既に操る者が死に絶えた船は次々とフロリダ半島各所やキューバの海岸に乗り上げた。そしてその地を細菌で汚染していった。
――1945年(昭和20年)8月 皆神山 基地
「敵対勢力の支配地域内でレベル2a兵器の使用を観測したでス」
「情報どおりでス」
彼らは上位個体の情報から敵対勢力がレベル2a兵装、つまり核分裂兵器を開発しているらしい事を知っていた。このレベルの兵器を手にした辺りで内戦により文明レベルが後退するのがシグマ因子の弱い惑星でよくある成長縮退パターンであった。
「この惑星から敵対勢力を完全排除する必要がありまス」
つまり放って置けば、いずれこの惑星でも再び文明縮退が発生する。そう彼らは経験から推測した。
核分裂兵器の直撃を受ければ流石に彼らでも無視できない損害を被る。例え兵装レベルの差があっても個体数差を生かした飽和攻撃を行われた場合は防ぎきれない可能性がある。
長年に渡るSIMUとの戦いから彼らはその危険性を熟知していた。最悪の事態を防ぐためには敵対勢力の根絶が必要である。そう彼らは結論付けた。
「敵対勢力には遺伝子差異の無い個体も多数含まれていまス」
「遺伝子差異の無い敵対勢力の排除も必要でス」
「散布物のアップデートを行いまス」
彼らは既に散布した人工細菌のプログラムに新たな機能を追加した。
追加されたのは細菌をクラスタ接続する事で処理能力を確保し、感染個体の言動を監視する機能である。そしてもし一定以上の敵対意思を観測した場合に発症動作が行われる様になっていた。
シグマ因子を用いる事ができないため判定は言語情報にのみ頼る事になる。言動の監視に加え、場合によっては言語の習得から行う必要が有るため判定に時間がかかるのが難点であるが、敵対勢力の確実な排除が期待できた。
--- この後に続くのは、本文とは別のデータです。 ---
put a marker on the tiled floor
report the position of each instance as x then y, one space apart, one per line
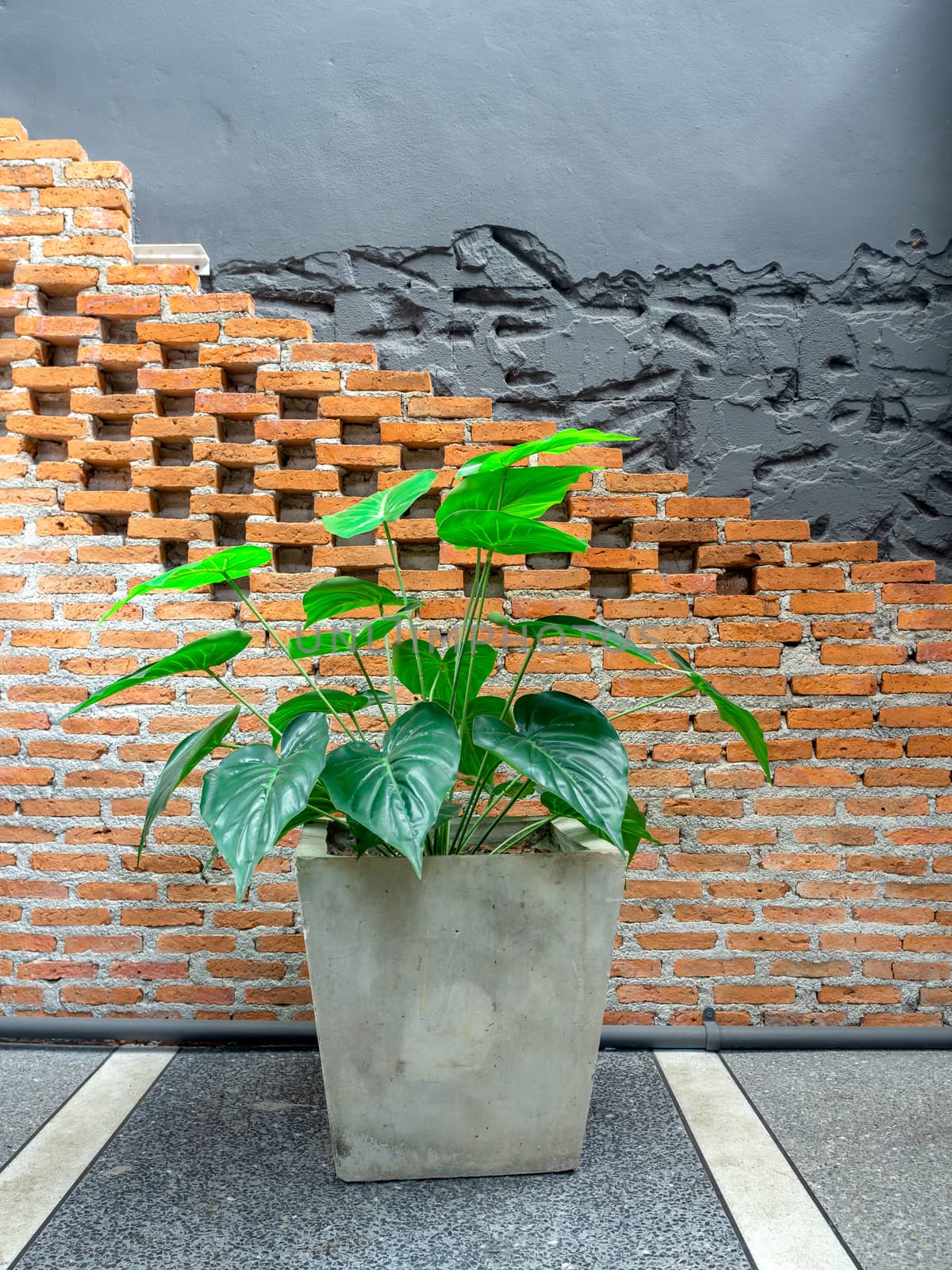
226 1161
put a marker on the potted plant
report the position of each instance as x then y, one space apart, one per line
459 958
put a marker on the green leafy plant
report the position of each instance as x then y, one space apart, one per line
446 761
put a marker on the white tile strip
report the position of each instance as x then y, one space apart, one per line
774 1213
42 1174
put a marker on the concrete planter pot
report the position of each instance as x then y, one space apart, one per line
459 1016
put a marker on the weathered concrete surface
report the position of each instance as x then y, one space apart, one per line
459 1016
620 133
823 400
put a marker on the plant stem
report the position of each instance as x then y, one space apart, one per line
248 705
286 651
371 685
520 835
209 863
466 625
654 702
395 558
476 625
524 668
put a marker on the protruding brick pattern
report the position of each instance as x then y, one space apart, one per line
148 423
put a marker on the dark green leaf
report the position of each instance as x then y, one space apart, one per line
471 756
570 749
431 664
365 840
476 664
201 654
507 533
328 702
568 628
319 808
336 596
634 827
520 491
254 794
555 444
306 732
219 567
184 759
386 505
397 791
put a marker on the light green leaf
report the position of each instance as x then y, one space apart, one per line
336 596
558 444
397 791
219 567
201 654
386 505
438 670
520 491
571 628
507 533
736 718
570 749
254 794
328 702
183 760
740 721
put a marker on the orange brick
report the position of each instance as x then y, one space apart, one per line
267 328
365 355
448 408
719 968
907 971
301 384
359 408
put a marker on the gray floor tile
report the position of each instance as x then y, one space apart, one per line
226 1162
33 1083
873 1136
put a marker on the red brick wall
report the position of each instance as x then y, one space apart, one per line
148 422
こうして人工細菌は全ての敵対勢力に対して牙を剥く力を手に入れた。
戦域マラリア対策室(MCWA)は疾病予防管理センター(CDC)の前身となった組織です。ホワイトハウスの大統領危機管理センター (PEOC)はこの頃は只の地下壕でした。
州間高速道路 (インターステート・ハイウェイ)が整備されるのは1956年からなので当時は自動車で北米を横断するのに2ヵ月もかかっていました。国内航空線は戦後にパイロットの余剰が出て機体も進歩するまで非常に低調なものでした。
つまり1945年当時の北米大陸上の移動はほぼ完全に鉄道に頼っていました。このため北米大陸の感染は鉄道ターミナル都市を中心に拡散していきます。